UK naval guns in land role?

I'm not sure about 4-in calibre weapons, but in late 1899, the British Royal Navy Powerful class protected cruisers HMS Terrible and HMS Powerful landed weapons to be used in the Boer War to assist in the relief of the siege of Ladysmith. Terrible landed a pair of 4.7-in guns, for which they fashioned carriages for them, and Powerful landed a pair of 12-pdr (3-in) guns, and later two more 12-pdrs were added.
The actions of the Naval Brigade as it was called in assisting with the relief of the siege it became the origin of the Royal Navy Field Gun Runs (races) that were so popular at the Military, called the Royal Tournament, which ran until 1999, and subsequently run by ex-Field Gun Crew members at public events.
 
I was thinking in terms of using the guns as fully fledged field or anti tank guns. A 4.1 inch gun would have made a handy field gun or self propelled gun, given that the gun and cartridge were known quantities.
 
A 4.1 inch gun would have made a handy field gun or self propelled gun, given that the gun and cartridge were known quantities.

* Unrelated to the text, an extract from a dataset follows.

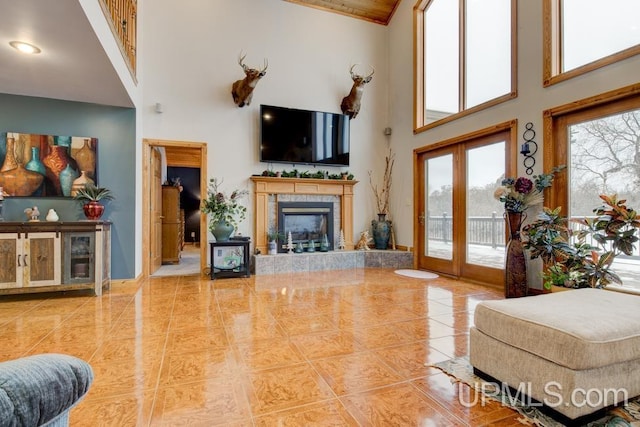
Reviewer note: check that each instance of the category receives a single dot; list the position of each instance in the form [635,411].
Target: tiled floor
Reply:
[332,348]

Problem is, that shipboard guns aren't exactly well-suited for land purpose. Especially for putting on the self-propelled platform. The naval guns usually designed under assumption that there are a lot of space around to put the cannon's own parts and supporting equipment.
 
I'd envison a 4.1 or 4.2 mounted in a Sexton, just the gun tube and breech on a suitable trunnion.
 
I was thinking in terms of using the guns as fully fledged field or anti tank guns. A 4.1 inch gun would have made a handy field gun or self propelled gun, given that the gun and cartridge were known quantities.
Part of the reason might be that 4" guns were too much gun/carriage for too little shell weight. The closest approximation to 4" naval gun performance was probably the German 10 cm schwere Kanone 18, which was not liked and often relegated to coast defense duties. A carriage, SP or towed, that could take 4" gun was seen as better employed with a 5.5" gun or 155mm howitzer.

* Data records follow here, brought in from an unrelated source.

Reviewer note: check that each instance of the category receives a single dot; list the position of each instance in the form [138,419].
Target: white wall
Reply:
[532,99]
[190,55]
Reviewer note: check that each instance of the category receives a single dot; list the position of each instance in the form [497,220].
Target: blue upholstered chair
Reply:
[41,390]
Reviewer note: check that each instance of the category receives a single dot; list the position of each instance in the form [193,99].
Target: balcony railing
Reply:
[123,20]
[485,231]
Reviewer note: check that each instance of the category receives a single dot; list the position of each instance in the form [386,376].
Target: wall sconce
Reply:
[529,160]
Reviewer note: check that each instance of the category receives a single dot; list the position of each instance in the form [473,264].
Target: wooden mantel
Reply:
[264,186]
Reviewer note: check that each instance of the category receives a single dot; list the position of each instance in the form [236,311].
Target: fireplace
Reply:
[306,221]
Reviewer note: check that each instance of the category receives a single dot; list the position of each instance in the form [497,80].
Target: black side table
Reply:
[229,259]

For anti-tank use, the heavies that would require a 100mm gun only showed up in numbers in 44-45 and by then the US/UK preferred improved ammunition for existing calibers (90mm HVAP and 17lbr APDS) to larger guns firing full caliber AP rounds, since they had those guns developed as anti-tank guns and for use in AFV, the US moving away from towed ATG before they could get a towed 90mm in service. When both of those countries looked at heavier ATG and AFV guns, they went to anti-aircraft guns (32lbr/105mm/120mm) as the basis instead of naval weapons.

Most countries seemed to decide that you had to get up in the 4.7" - 5" range to have a heavy enough shell, even for long range counter-battery fire. That's where you see the Soviet 122mm guns and the late war German fascination with 128mm as not just an AT gun, but also a field piece. The US and UK worked with slightly smaller, 4.5" guns, but they didn't seem that popular, had low muzzle velocities compared to most naval guns, and were dumped as soon as the war ended in favor of the 5.5"/155mm howitzers that could be employed using the same carriages and tractors.

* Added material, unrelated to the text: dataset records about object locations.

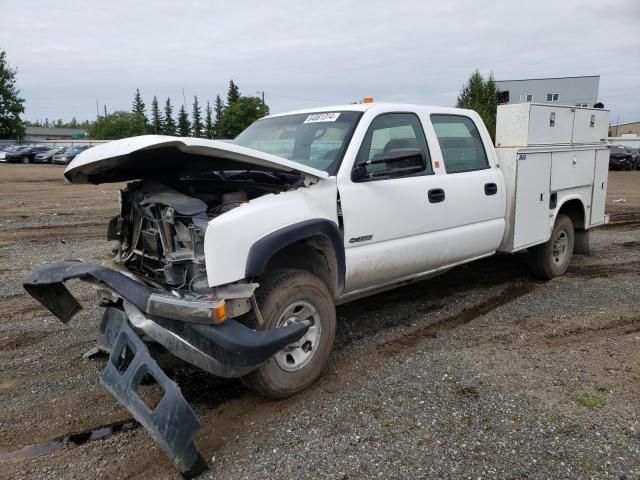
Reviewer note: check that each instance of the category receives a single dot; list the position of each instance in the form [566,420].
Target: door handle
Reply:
[490,189]
[436,195]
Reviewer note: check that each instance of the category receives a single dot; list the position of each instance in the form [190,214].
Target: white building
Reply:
[579,91]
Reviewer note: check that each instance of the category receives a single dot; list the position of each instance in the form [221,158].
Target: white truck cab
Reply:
[233,255]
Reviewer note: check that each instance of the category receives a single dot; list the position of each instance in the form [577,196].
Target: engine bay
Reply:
[159,234]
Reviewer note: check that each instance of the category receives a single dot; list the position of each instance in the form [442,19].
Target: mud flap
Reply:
[172,423]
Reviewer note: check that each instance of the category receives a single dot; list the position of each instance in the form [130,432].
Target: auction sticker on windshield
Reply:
[322,117]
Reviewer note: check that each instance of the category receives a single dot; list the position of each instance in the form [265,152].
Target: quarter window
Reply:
[460,143]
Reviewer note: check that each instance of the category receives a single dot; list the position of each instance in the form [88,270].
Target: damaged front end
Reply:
[156,288]
[182,325]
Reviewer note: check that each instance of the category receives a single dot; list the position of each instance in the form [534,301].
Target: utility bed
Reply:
[550,154]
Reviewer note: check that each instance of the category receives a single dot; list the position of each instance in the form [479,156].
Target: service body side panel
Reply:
[571,169]
[600,186]
[229,237]
[532,199]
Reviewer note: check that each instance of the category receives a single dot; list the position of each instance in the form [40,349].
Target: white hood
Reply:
[138,157]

The Soviet 100mm gun is an exception, but by the time it came into play, 1944, it was a dual purpose field/anti-tank gun and the Soviets wanted a heavier anti-tank punch than even the contemporary 85mm field gun could provide. The Soviet faith in ATG persisted with 100mm guns, while the US/UK never got any conventional ATG fielded in numbers larger than 76mm. Even given all that, for field gun purposes the Soviets moved up to 130mm in the decade after WWII.
 
What about naval guns used as shore batteries to defend harbors?
 
Various Marks of 4" naval gun were widely used by the British as coast defense pieces, both against surface targets and for air defense. As field artillery, the 4" gun is really too small to be a good piece for long range fire while it's too heavy for general field artillery use.

The British Army preferred the 25 pdr for general artillery use, while the 4.5" gun and 5.5" gun/howitzer were the preferred general support weapons. Anything heavier tended to be some lash up using whatever was laying about in quantity.

The US Army only adopted the 4.5" gun to standardize with the British for logistical reasons. It was not popular in US usage and the US Army would have preferred their traditional 4.7" gun to it.
 
Usually naval guns mounted on land were used in fortifications where there are enough space.
Land guns could even be larger in some aspects like the 5" and 6" AA guns (German and Japanese for example) or a 5,25" Mark II gun of the British
 
Didn't some 'obsolete' RN guns acquire railway mounts for coast defence ??